You just don’t realize who all… are trying to pump money out of me and I'm not on a Pension with medical benefits or Medicare or Medicaid and I don’t have insurance! Some of us don't have a steady job after being fired for transitioning on the job and losing a 53,000 dollar job they had been on for two years, licensed by the Homeland Security. Mayby this would help some to understand my bitterness of those who claim transgender but yet they still live in the closet and with male priveledge and male income to boot. And in a whisper:(they want to use the womens restroom right next to me, a full time transsexual, and the 12 year old girl that just walked in.)
And they won’t support you on the job, because someone might call them a queer, so they look the other way, and hide, all the while watching you take shit on a daily basis. Will they stand up for you? No, they won’t cause they don’t want to be called a faggot and they don’t care if you lose your job, as long as they don’t lose theirs. And this goes for the closeted gay males too. At least they should have balls enough.
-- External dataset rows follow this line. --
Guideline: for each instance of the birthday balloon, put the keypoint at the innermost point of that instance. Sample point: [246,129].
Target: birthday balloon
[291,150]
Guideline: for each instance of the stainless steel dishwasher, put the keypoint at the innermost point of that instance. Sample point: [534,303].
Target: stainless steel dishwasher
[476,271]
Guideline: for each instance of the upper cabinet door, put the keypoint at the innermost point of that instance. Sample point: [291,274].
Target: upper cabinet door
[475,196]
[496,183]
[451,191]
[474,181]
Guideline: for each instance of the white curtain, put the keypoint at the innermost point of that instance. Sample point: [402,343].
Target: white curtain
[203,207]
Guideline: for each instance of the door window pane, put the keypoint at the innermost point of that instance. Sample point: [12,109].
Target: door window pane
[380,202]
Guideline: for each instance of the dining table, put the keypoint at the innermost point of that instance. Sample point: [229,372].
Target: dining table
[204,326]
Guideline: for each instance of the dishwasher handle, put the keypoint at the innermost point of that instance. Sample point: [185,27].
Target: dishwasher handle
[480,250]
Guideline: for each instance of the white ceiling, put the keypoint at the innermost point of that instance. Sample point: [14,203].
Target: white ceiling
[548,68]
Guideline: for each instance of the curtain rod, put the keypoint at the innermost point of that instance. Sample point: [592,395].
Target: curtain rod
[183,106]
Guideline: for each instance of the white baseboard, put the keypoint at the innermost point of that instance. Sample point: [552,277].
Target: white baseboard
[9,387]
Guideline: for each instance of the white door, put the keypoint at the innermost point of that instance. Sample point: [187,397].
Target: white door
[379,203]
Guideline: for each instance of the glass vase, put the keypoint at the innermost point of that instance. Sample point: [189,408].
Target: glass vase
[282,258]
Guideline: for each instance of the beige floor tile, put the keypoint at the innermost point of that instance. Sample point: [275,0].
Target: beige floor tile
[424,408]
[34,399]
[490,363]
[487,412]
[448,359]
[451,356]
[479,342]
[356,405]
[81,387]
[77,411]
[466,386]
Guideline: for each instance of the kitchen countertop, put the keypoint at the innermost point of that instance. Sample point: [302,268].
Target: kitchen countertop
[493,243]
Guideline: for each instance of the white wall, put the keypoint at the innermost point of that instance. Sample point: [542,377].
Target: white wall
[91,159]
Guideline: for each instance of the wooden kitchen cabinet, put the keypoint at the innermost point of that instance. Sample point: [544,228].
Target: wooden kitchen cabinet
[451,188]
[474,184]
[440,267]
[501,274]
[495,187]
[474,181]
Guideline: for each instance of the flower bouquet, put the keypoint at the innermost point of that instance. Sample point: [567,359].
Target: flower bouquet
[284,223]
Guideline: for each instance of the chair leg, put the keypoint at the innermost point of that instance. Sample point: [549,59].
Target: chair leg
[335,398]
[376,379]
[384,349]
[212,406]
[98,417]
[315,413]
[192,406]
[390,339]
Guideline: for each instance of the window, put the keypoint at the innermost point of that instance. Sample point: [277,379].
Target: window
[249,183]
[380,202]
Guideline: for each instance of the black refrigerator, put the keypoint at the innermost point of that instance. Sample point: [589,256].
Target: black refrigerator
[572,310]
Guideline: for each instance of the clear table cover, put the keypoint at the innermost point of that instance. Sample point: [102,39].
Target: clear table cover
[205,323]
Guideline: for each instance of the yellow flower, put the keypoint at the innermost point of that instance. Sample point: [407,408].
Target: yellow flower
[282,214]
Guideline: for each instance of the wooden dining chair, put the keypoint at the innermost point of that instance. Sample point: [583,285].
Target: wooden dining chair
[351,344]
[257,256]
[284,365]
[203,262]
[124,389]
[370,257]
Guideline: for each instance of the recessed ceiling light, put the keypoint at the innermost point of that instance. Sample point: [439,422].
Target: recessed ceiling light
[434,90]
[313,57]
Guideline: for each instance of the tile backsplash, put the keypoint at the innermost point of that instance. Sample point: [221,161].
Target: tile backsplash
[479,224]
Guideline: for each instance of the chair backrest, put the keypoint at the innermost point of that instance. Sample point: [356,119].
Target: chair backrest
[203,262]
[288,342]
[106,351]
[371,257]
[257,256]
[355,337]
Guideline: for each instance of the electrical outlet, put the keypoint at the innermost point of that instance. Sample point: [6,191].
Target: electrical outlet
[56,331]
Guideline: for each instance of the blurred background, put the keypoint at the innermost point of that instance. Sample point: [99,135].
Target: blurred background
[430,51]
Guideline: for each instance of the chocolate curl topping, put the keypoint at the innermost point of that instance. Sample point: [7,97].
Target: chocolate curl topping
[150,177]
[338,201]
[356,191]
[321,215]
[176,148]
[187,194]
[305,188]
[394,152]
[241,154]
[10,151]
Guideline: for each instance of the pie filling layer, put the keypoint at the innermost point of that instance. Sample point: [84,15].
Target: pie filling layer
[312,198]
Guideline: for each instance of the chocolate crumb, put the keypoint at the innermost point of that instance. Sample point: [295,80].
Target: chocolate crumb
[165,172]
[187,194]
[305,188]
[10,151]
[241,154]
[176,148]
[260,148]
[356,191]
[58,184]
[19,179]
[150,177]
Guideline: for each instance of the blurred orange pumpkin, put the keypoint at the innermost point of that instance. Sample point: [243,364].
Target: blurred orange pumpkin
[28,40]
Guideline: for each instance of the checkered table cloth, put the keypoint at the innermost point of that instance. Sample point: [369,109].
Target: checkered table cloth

By the way, there were no transgenders at either Compton or Stonewall. The term didn’t exist at the time. It originated with Virginia Prince, who is loved and loathed. She’s the one who split the “T”, not I.
G’day
Homogenizing Transsexuals that HRC and the GLB have done to transfolks, Virginia Prince, teh transgenderists have done to the transsexual, marginalized us, homogenized us into a Transgender movement and defination, which is an oxymoron, and blurred our existence completly. So turn your finger around and point it at yourselves, transgenders, for you are guilty of the same, Homogenizing Transsexuals.
Not all of usare erasing the trans community, Drakyn.